Его дядя был известным и уважаемым в городе человеком. Выходец из бедной крестьянской семьи, он «своим горбом» добился и образования и солидной должности - главного бухгалтера на одном из больших заводов. Всю свою жизнь он уважительно относился к людям, был тих и скромен, можно сказать, мухи не обидел. И вот, достигнув семидесяти пяти лет, будучи уже давно на пенсии, он вдруг тяжело, неизлечимо заболел. В семье знали, что дело плохо и уже свыклись с горем, понимая, что почтенному труженику осталось жить совсем немного…
И вот наступил смертный час. В этот день проходили выборы в Государственную Думу, и несчастный старик категорически отказался от инъекций наркотиков, снимавших сильную боль.
- Не хочу умереть в столь светлый день под воздействием дурмана, - морщась от боли, сказал он своему старшему сыну, стоявшему у изголовья. - Ведь именно сегодня наши граждане отдадут свои голоса самым достойным представителям страны! Я надеюсь, что новые люди наведут, наконец, порядок в стране!
- Дедушка, да что ты, милый, какие тебе выборы, - пробормотал со слезами на глазах его любимый внук, - ты же так плохо себя чувствуешь?!
- Плохо? - встрепенулся старик. - Да я еще…сам проголосую! - Он подскочил и уперся локтями в подушку. Дрожь исказила измученное болью лицо, щеки у старика задергались, на губах появилась пена.
- Пап, да ты что! - вскричал стоявший в ногах больного младший сын. - О чем ты говоришь? Зачем себя мучаешь?
Старик вновь улегся, опустив руки, и, казалось, замер. Лицо у него сначала пожелтело, потом позеленело, но вдруг опять покраснело, и больной открыл глаза.
- Вот что я скажу вам, жена и дети мои, - дрожавшим голосом выговорил он. - Я принял, наконец, последнее и единственно правильное решение: я буду голосовать! Немедленно идите к телефону и звоните на избирательный участок.

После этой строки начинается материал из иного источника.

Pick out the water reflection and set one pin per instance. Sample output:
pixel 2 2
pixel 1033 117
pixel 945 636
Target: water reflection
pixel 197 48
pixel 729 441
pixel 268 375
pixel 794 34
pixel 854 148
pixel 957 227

Пусть пришлют сюда комиссию, и я выполню свой конституционный долг!
- Но, папа, ты же…, - буркнул старший сын, но отец перебил его: - Немедленно беги, исполняй мою последнюю волю!

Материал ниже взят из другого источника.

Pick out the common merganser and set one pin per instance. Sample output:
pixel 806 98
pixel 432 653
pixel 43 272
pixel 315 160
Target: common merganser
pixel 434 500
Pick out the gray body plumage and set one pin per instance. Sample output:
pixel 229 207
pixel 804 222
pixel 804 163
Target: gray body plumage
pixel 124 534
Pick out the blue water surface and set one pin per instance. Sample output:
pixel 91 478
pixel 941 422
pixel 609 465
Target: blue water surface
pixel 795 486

Пришлось сыну повиноваться.
Не прошло и получаса, как в комнате, где собрались все близкие родственники умиравшего, появились новые люди: пожилой высокий мужчина с красивым волевым лицом и седеющей лысоватой головой, худенькая и тоже рослая, средних лет, изящная дама и две молоденькие девушки, державшие с обеих сторон небольшой красный ящик, на передней стенке которого красовался яркий герб Российского государства - двуглавый орел.